Semarang (ANTARA) - Wali Kota Semarang Agustina Wilujeng Pramestuti menyampaikan bahwa karnaval dan kirab budaya Pawai Gunungan Hasil Bumi yang digelar di Mijen dalam rangka memperingati Hari Sumpah Pemuda tahun 2025 sebagai simbol gotong royong.
"Luar biasa keren (acaranya), karena dapat kita lihat dari suasana kebersamaan dan gotong royong masyarakat dalam upayanya melestarikan warisan budaya," katanya, saat membuka Kirab Gunungan, di Semarang, Minggu.
Kegiatan yang berlangsung di Taman Tirto Asri, Kecamatan Mijen, Kota Semarang, itu membuktikan bahwa semangat gotong royong dan kecintaan pada budaya leluhur makin mengakar kuat di hati warga.
Menurut dia, kirab gunungan yang terdiri dari sayur-mayur, buah-buahan, dan hasil bumi lainnya itu bukan sekadar pawai budaya biasa
Akan tetapi, merupakan perwujudan rasa syukur warga kepada Tuhan dan leluhur yang telah mewariskan tanah yang subur, sekaligus sebagai pengingat bahwa pangan adalah fondasi dari segala cita-cita dan gerak pembangunan.
"Gunungannya isinya 'macem-macem', ada lombok, kacang panjang, terong, tomat, dan masih banyak lainnya. Melalui pawai gunungan ini saya bisa melihat kemandirian Kota Semarang atas pangannya," katanya.
Pada kesempatan tersebut, Agustina memberikan apresiasi kepada masyarakat Kecamatan Mijen yang menghadirkan empat belas gunungan unik dalam even tersebut dan terlihat antusias mengikuti kirab budaya.
Ia mengaku bangga sebab dalam penyelenggaraannya, karnaval dan kirab melibatkan masyarakat Kecamatan Mijen secara luas, baik sebagai panitia, peserta, maupun penonton.
"Inilah uniknya (Kecamatan) Mijen. Acara kirabnya tidak cuma ditunggu, tetapi mereka juga mempersiapkan semuanya bareng-bareng, dan datang ke sini untuk memeriahkan.

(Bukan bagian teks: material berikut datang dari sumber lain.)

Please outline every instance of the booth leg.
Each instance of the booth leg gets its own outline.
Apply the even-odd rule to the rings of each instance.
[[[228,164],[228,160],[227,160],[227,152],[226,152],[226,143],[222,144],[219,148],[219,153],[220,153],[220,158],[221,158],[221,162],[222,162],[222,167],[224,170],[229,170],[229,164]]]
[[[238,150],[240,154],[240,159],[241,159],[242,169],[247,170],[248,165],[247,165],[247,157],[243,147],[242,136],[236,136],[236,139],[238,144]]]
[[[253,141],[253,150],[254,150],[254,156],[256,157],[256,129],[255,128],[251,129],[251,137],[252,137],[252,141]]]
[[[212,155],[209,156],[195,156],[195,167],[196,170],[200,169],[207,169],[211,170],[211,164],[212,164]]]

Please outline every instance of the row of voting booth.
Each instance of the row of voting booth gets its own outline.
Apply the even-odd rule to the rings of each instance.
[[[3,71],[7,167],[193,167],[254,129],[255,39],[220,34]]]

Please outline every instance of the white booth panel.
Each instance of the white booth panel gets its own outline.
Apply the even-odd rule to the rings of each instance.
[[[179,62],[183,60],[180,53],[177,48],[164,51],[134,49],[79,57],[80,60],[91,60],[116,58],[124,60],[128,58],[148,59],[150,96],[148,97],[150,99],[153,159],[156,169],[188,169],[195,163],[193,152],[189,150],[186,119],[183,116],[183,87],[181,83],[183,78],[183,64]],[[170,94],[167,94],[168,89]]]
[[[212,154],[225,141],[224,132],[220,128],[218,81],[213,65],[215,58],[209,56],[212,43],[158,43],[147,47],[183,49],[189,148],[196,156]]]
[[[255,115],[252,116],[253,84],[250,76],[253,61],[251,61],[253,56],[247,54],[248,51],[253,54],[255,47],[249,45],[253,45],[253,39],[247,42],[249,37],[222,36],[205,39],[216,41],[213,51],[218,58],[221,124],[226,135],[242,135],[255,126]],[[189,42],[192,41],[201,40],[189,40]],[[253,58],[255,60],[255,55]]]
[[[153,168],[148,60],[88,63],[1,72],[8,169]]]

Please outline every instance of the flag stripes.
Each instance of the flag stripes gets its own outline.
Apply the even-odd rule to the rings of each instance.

Gotong royong masyarakat, tidak pakai APBD sama sekali, sehingga menjadi momentum kebersamaan yang hangat," katanya.
Selain menjadi ajang hiburan dan tontonan yang memikat, arak-arakan tersebut juga menjadi ruang interaksi lintas generasi, di mana kearifan lokal diwariskan kepada generasi muda.
"Apalagi momentumnya Hari Sumpah Pemuda, saya harap ini tidak berhenti menjadi tontonan, tetapi juga tuntunan bagi generasi muda agar mereka makin mencintai budayanya, memahami akar tradisinya, serta menanamkan lagi _spirit_ kebangsaannya," katanya.
Tidak hanya itu, ia menambahkan bahwa kirab budaya mampu menjadi daya tarik wisata yang memberikan dampak positif bagi perekonomian masyarakat setempat.
"Rencana awalnya, kan, Agustus, tetapi diundur karena dinamika politik saat itu. Ternyata penyelenggaraannya malah lebih bagus. Penontonnya banyak, UMKM-nya hidup, ekonomi berputar," katanya.
Karnaval dan kirab budaya pawai gunungan tersebut menjadi puncak rangkaian gelar budaya yang diselenggarakan di Kecamatan Mijen.
Sebelumnya (Sabtu, 25/10) dilaksanakan acara kesenian Kuda Lumping Turonggo Cipto Budoyo dan Wayang on the Street, serta ditutup dengan dengan pagelaran wayang kulit sebagai bentuk konkret Kota Semarang yang terus melaju modern, tetapi tetap berakar pada budaya.
"Maturnuwun kepada Kecamatan Mijen beserta seluruh masyarakat yang telah mengemas peringatan Sumpah Pemuda ini dengan begitu semarak, penuh kreativitas, dan berjiwa lokal. Hari ini sudah hebat, semoga tahun depan tambah hebat lagi," pungkasnya.